I find some problems with the article:

  • The definition "A personal computer is one intended for interactive individual use" is imprecise - any research-intended computer would fit in it as long as it was operated by a single person.
  • Furthering into the imprecision, the section "The beginnings of the personal computer industry" mixes personal computers with minicomputers that happen to have features similar to those of personal computers. There we find the IBM 610 (800 pounds/360 kg).
  • It is particularly irritant to find minicomputers misrepresented as personal computers just because of having terminals that resemble personal computers... "most desktop sized microcomputers such as the Wang 2200". It makes you think that the people who wrote this had never seen a minicomputer.
— Preceding unsigned comment added by Ignacio.Agulló (talkcontribs) 00:00, 12 December 2021 (UTC)[reply]
Ignacio.Agulló (talk) 00:05, 12 December 2021 (UTC)[reply]
That's not what it makes me think. There is just no clear definition. The serious personal computer I used was the Xerox Alto, which emulated a Data General Nova minicomputer, but was configured for use by a single user, and each user's office had one; some other minis were used similarly. Before that, I played with "home" computers which were not very recognizably like what we call personal computers; they weren't really configured for being used, but rather for playing with. And I used a variety of programmable calculators that sometimes get counted as personal computers. It's hard to see what precise definition we'd want around all this mess. Dicklyon (talk) 21:53, 11 January 2022 (UTC)[reply]

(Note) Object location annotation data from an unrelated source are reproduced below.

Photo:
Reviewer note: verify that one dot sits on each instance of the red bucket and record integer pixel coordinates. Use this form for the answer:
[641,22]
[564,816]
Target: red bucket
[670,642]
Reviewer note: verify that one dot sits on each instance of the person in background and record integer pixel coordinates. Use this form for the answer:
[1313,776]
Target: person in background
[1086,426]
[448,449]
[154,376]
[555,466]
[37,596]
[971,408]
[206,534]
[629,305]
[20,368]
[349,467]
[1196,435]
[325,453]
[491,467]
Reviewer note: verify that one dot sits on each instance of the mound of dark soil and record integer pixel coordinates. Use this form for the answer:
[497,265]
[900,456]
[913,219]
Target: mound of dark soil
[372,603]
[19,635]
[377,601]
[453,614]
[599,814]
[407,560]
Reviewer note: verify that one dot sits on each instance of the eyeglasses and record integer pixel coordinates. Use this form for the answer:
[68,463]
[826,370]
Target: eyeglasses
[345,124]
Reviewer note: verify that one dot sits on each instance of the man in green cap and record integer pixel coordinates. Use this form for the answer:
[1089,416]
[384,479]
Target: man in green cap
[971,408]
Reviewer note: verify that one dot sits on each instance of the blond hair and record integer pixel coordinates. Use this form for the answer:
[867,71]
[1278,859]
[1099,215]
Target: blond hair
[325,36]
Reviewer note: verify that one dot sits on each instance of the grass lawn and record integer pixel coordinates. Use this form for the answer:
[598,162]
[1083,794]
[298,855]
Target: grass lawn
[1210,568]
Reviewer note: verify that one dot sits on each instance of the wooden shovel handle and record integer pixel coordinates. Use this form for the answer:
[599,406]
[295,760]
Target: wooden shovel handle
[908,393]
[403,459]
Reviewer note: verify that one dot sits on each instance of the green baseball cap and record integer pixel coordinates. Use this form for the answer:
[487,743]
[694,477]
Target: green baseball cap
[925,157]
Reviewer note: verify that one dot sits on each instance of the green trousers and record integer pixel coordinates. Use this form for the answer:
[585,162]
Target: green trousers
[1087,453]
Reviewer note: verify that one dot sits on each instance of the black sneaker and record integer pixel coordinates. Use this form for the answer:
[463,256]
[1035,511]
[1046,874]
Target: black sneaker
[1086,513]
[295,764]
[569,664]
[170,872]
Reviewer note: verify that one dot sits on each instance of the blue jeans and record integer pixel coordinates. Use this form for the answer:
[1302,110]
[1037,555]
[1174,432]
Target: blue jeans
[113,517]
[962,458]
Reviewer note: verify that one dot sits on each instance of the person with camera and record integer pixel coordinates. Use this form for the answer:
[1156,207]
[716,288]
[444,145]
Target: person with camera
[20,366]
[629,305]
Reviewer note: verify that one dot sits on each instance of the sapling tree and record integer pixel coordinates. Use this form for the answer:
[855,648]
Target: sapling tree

Personal computer invention[edit]

The firt persona computer was invented by Olivetty La Programa 101, please make the corrections... 201.162.236.204 (talk) 18:07, 11 January 2022 (UTC)[reply]

Not done: please provide reliable sources that support the change you want to be made. Fountains of Bryn Mawr (talk) 19:47, 11 January 2022 (UTC)[reply]
It's there already at History of personal computers#Olivetti Programma 101; says 1965, so it's between the earlier ones and the later ones. Whether or not it's actually a personal computer is debatable. When I programmed one in the late '60s, I thought of it as a computer, but certainly not personal – I had to go to the room where it was available for use by others. Dicklyon (talk) 21:45, 11 January 2022 (UTC)[reply]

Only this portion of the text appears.